Martin McHugh says the GAA's decision to agree a deal for Sky TV to broadcast some live championship matches shows the association's top brass to be out of touch with the sport's grassroots.

McHugh, BBC GAA analyst, believes Croke Park's bosses are too focused on the association "making money".

"The association should be about the grassroots and it's the clubs that are keeping us going," said McHugh.

"Now they are going to have to pay to watch gaelic football on TV."

Under the new arrangements, Sky Sports will have exclusive island of Ireland rights to 14 championship games while along with RTE, they will also have live coverage of the All-Ireland Hurling and Football semi-finals and finals.
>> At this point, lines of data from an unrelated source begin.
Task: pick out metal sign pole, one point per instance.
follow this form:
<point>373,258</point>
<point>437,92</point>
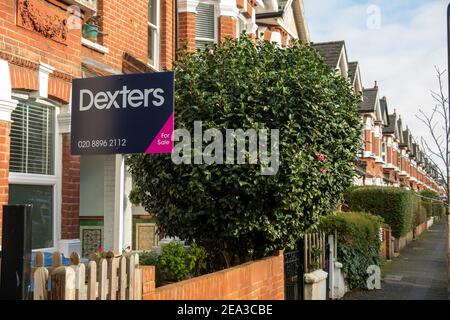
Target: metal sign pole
<point>119,196</point>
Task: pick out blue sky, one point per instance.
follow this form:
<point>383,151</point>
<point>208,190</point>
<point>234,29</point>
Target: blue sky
<point>398,47</point>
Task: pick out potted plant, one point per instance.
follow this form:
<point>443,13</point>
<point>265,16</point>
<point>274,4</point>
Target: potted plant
<point>90,28</point>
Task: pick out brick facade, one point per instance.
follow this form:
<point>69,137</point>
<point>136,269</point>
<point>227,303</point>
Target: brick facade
<point>186,30</point>
<point>70,206</point>
<point>258,280</point>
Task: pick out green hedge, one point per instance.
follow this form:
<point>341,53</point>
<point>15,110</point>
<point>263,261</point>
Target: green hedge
<point>358,243</point>
<point>420,213</point>
<point>396,206</point>
<point>432,204</point>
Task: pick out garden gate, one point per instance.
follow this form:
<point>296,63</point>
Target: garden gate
<point>312,253</point>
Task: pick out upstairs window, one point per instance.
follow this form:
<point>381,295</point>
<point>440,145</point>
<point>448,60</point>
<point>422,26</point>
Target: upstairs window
<point>241,25</point>
<point>205,25</point>
<point>33,139</point>
<point>153,33</point>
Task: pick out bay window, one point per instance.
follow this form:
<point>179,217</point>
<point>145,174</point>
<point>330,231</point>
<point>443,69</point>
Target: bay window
<point>33,176</point>
<point>205,24</point>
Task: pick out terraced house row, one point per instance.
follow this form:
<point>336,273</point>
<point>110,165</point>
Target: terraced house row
<point>44,44</point>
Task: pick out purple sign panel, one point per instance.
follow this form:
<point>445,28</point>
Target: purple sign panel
<point>123,114</point>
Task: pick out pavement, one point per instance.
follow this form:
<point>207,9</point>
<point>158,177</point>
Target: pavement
<point>419,273</point>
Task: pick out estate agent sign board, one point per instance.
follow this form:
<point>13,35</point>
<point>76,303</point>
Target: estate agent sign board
<point>123,114</point>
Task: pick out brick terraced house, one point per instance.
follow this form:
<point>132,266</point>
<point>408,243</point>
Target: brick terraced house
<point>44,44</point>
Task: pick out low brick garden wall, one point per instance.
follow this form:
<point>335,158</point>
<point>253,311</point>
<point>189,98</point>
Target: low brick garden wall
<point>257,280</point>
<point>401,243</point>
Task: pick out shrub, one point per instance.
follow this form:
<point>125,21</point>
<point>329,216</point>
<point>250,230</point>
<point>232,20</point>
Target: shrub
<point>234,211</point>
<point>434,206</point>
<point>176,262</point>
<point>394,205</point>
<point>149,258</point>
<point>358,243</point>
<point>420,211</point>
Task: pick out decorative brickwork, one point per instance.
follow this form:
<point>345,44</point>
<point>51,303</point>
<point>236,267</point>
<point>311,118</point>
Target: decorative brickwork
<point>5,128</point>
<point>36,16</point>
<point>70,206</point>
<point>258,280</point>
<point>186,30</point>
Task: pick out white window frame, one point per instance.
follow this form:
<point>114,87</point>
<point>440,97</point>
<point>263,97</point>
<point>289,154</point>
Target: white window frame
<point>216,22</point>
<point>384,153</point>
<point>45,180</point>
<point>156,35</point>
<point>240,18</point>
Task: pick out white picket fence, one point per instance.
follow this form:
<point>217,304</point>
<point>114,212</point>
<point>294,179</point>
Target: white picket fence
<point>107,278</point>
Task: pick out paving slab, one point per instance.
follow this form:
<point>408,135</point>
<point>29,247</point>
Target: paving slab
<point>419,273</point>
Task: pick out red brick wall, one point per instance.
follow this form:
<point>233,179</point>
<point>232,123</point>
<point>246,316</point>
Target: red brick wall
<point>227,27</point>
<point>125,23</point>
<point>35,47</point>
<point>367,140</point>
<point>5,128</point>
<point>186,30</point>
<point>260,280</point>
<point>70,206</point>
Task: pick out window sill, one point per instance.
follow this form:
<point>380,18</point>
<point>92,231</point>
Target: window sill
<point>152,67</point>
<point>94,46</point>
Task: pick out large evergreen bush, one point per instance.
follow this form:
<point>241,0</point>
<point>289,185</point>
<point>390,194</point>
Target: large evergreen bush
<point>233,211</point>
<point>358,243</point>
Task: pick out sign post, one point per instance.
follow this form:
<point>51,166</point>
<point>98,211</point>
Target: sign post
<point>118,115</point>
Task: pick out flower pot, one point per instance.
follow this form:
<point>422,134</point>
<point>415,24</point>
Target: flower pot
<point>90,32</point>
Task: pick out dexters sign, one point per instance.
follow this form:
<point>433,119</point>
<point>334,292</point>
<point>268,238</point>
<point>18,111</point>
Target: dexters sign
<point>123,114</point>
RTE will have 31 live games which will include the All-Ireland senior finals and semi-finals in both codes.

Sky's 14 exclusive matches will consist of eight Saturday evening All-Ireland qualifiers, two All-Ireland Football quarter-finals, plus four provincial championship games.
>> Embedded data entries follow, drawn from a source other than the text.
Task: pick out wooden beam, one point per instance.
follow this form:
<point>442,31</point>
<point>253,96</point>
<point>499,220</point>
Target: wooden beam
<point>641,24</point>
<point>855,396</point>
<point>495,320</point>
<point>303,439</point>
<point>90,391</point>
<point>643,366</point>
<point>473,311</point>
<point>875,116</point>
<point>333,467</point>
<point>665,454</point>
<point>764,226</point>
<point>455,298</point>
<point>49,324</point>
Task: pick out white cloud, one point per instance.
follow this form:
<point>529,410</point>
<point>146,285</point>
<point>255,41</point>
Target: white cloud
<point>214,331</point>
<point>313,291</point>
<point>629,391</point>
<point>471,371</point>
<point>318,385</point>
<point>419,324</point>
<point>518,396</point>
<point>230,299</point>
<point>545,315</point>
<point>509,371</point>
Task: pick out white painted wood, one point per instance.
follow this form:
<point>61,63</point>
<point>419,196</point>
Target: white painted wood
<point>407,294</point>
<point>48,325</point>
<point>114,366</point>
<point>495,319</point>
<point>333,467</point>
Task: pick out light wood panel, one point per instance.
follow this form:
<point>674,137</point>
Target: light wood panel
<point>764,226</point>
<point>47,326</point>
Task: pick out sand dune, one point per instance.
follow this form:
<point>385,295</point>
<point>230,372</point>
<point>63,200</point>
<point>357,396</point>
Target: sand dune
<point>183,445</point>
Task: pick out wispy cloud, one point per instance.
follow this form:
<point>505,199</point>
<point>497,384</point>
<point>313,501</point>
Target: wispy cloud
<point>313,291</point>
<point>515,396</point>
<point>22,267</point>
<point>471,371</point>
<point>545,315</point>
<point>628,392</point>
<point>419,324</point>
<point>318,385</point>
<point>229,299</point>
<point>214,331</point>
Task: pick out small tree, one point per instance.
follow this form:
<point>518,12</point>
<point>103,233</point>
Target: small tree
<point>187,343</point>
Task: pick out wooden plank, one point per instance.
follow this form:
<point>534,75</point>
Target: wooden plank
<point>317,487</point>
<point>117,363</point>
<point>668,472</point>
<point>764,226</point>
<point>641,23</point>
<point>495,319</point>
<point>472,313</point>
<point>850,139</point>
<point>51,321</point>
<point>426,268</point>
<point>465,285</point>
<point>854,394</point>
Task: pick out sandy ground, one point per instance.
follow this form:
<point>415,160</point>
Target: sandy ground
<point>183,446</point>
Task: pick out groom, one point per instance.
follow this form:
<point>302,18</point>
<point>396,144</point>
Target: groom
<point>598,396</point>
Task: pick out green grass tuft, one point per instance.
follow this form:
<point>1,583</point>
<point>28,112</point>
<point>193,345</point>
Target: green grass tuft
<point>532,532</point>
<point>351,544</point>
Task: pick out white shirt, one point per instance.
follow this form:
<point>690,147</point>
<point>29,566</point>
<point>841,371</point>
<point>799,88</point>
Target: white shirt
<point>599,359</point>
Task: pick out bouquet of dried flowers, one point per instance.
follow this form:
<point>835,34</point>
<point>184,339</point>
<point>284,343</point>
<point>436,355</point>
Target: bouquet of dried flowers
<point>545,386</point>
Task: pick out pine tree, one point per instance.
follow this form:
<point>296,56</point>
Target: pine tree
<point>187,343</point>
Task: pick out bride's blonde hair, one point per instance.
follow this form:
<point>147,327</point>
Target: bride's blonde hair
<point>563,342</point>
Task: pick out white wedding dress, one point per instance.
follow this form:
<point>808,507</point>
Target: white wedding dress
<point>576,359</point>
All Sky's live 20 games will be available to its subscribers in Ireland and Britain.

Under the new broadcasting deal, BBC Northern Ireland will continue to broadcast Ulster Championship matches, including the provincial football final, which are also being shown live on RTE.

While the GAA has strongly defended its landmark decision to agree a deal with Sky, McHugh remains unconvinced.

"The GAA is built on the club. The only way it can survive is to keep that very strong. It's all about the grassroots. The people who look after the underage teams and run the clubs and look after the pitches.

"Even at the minute, a lot of the club players are paying for lottery tickets to keep the clubs going and a lot of that money goes to the county teams.

"Now to turn round and say to them that they are going to have pay to watch gaelic on TV? I don't think that is going to work at all."

McHugh is also fearful that the Sky deal will lead to further calls for the GAA to go professional at the top end with county players being paid.

"The association cannot afford to pay players but with the GAA doing things like this, the players are going to say, 'Hold on a minute. We need a piece of this," said the former Donegal star.

"I have two sons [Mark and Ryan] playing with Donegal at the minute. You don't see them. If they are not in the gym, they are training.

"They cannot hold down a part-time job and they cannot do anything because of the commitment they have to football.

"What are players going to start saying [after the Sky deal]?"

GAA president Liam O'Neill insisted that the new broadcast arrangements "represent an exciting development for the association".

"Making our games more widely available to Irish people abroad was a critical factor in our approach to these negotiations," said the GAA president.

"We are also glad that this brings the quality and excitement of our games to a wider international audience.

"Gaelic games are national games played in a small country, and which must compete for audience loyalty with the hugely powerful sporting and marketing resources of international sports.

"The GAA has to fight its corner, and must ensure that it maintains a strong presence across a range of media outlets."